A distinctive feature of MERIT is its controlled bias component. Demographic fields (name, gender, region) can be deliberately manipulated to embed systematic performance biases, enabling researchers to quantify and mitigate bias in Large Language Models (LLMs) and multimodal transformers. This addresses a gap in existing public datasets, which rarely provide explicit bias controls.

The related‑work section surveys prominent VrDU datasets (FUNSD, XFUND, CORD, SROIE, PubLayNet) and recent multimodal models (LayoutLM family, XYLayoutLM, Donut, UDOP). The authors argue that prior datasets suffer from limited label granularity, static layouts, and lack of bias manipulation, while many state‑of‑the‑art models remain heavily dependent on OCR pipelines, leading to errors in reading order and visual‑text alignment.

Benchmark experiments focus on token classification, a core VrDU task. The authors fine‑tune several SOTA models—including LayoutLMv3, LayoutXLM, and XYLayoutLM—on MERIT. All models achieve sub‑70 % F1 scores, confirming the dataset’s difficulty. Performance drops are especially pronounced on the photorealistic subset, where OCR noise inflates error rates, highlighting the need for OCR‑robust or OCR‑free architectures. Moreover, pre‑training with MERIT samples yields a 3–5 % improvement on downstream VrDU tasks compared to models trained without MERIT, demonstrating the utility of the data’s multimodal diversity.
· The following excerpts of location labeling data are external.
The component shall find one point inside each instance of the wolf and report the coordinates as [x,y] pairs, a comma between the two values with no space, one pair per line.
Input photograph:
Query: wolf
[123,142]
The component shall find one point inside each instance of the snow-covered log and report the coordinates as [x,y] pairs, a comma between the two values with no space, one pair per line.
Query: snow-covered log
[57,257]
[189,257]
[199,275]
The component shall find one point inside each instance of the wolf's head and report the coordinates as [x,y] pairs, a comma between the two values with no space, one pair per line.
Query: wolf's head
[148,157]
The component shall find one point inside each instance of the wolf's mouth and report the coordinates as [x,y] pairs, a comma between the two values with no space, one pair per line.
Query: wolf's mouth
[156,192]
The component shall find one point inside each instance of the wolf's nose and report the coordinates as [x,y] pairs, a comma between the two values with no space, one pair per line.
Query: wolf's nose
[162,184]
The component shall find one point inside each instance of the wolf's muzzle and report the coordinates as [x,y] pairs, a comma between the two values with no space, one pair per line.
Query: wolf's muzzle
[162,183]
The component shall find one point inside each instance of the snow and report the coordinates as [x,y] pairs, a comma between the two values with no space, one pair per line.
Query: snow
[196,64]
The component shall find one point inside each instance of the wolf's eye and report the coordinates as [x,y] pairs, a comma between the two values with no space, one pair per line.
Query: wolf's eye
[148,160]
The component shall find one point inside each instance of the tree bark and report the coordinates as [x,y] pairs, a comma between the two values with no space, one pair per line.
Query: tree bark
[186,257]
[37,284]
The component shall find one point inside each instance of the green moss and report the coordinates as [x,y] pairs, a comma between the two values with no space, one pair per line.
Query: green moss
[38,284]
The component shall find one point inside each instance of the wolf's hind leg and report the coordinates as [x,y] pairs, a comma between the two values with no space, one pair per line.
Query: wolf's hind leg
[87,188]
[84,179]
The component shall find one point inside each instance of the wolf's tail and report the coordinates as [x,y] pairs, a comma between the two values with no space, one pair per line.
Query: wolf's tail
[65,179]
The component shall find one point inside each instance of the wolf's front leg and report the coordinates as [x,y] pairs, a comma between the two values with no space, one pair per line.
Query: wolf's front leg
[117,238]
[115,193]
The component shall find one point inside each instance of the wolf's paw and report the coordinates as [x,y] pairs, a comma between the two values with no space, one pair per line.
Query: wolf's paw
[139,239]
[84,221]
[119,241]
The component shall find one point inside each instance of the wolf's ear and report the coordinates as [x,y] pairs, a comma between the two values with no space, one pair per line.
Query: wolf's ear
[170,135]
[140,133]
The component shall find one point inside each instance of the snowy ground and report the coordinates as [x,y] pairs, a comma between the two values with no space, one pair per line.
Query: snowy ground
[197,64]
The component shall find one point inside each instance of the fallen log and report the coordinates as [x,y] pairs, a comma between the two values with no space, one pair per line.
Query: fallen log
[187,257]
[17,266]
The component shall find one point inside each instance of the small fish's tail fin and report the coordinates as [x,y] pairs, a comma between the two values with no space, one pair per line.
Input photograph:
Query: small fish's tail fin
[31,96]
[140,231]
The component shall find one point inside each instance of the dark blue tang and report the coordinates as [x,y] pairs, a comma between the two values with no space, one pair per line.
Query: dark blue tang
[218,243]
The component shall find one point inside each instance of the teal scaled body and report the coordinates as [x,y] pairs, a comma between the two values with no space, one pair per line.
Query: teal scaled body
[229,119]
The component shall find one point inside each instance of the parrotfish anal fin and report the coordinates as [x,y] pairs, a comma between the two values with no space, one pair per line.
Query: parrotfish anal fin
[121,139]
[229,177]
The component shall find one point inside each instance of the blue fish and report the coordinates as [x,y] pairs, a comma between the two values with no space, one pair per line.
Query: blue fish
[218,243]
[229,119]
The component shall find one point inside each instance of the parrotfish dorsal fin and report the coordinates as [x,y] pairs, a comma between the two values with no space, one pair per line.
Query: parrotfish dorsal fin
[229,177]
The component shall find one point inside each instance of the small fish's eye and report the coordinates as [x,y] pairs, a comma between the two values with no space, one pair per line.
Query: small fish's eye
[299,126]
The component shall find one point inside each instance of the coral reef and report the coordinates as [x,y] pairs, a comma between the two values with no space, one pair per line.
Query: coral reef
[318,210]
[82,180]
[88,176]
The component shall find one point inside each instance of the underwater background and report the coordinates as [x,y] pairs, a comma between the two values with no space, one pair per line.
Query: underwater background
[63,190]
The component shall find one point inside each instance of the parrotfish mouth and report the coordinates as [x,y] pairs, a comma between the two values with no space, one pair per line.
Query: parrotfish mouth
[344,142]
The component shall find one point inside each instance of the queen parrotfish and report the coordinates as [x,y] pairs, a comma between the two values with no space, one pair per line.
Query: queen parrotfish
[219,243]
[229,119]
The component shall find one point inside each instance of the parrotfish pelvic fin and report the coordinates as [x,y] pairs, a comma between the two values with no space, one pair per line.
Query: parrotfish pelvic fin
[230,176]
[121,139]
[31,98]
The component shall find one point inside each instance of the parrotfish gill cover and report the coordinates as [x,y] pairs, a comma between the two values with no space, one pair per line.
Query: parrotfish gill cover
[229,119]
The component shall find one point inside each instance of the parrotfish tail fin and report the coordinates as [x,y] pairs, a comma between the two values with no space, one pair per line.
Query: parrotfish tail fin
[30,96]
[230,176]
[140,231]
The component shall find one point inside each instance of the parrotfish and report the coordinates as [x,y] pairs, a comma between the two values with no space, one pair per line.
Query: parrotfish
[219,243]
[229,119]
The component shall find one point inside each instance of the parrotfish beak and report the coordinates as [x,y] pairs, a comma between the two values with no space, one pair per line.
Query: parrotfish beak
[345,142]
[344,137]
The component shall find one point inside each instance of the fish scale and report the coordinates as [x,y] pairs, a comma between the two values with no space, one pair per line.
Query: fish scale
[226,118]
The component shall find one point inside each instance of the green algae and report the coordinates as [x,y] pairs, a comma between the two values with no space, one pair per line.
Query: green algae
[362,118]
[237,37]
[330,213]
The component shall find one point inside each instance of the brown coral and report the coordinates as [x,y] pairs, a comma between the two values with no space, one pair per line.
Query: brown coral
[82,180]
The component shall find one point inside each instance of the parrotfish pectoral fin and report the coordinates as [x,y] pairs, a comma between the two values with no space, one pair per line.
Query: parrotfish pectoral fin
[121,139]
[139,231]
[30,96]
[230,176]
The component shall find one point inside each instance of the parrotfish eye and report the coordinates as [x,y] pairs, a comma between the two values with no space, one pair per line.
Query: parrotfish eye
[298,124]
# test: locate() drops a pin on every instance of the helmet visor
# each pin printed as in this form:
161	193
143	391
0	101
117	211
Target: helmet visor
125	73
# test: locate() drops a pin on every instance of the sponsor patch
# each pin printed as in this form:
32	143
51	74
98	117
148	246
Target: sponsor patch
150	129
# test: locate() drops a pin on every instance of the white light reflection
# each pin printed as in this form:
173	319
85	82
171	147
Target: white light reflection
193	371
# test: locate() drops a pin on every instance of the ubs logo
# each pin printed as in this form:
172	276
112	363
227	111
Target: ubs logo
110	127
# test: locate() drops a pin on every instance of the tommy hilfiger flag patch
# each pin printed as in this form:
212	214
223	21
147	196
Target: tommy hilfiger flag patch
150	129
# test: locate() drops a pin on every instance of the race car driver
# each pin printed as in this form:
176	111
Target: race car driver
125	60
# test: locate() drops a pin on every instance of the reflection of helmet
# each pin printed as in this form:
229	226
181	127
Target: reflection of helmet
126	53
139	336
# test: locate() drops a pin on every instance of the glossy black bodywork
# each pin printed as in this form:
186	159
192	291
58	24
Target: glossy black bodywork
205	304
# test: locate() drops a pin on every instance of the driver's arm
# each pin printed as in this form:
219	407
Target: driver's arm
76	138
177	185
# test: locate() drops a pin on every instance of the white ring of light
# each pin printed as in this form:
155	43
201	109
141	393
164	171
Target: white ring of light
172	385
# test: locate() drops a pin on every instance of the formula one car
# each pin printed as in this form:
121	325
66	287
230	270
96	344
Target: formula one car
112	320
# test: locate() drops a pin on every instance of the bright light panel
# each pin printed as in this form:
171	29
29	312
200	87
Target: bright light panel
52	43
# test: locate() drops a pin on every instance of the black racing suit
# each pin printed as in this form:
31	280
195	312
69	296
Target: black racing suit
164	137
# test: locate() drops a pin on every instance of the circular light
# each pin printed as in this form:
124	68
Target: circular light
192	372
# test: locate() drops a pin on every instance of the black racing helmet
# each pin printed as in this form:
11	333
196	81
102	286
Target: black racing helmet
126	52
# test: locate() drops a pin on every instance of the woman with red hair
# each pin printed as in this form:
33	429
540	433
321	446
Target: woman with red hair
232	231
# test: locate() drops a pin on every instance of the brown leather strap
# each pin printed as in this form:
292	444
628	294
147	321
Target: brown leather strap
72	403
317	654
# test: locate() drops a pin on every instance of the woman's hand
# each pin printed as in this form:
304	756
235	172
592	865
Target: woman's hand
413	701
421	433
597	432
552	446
The paper’s contributions are fourfold: (1) Release of a 33 k‑sample multimodal dataset with exhaustive labeling, publicly available on Hugging Face; (2) Publication of a reproducible generation pipeline and accompanying code on GitHub; (3) Introduction of a bias‑controlled subset for ethical AI research; (4) Establishment of a benchmark that reveals current models’ limitations on complex, realistic document layouts.

In conclusion, MERIT fills a critical niche by providing a richly annotated, bias‑aware, and visually realistic resource for both document understanding and fairness research. Future work includes domain adaptation experiments with real school reports, expansion to multilingual settings, finer‑grained bias manipulations, and integration with OCR‑free models to further close the gap between synthetic training data and real‑world deployment scenarios.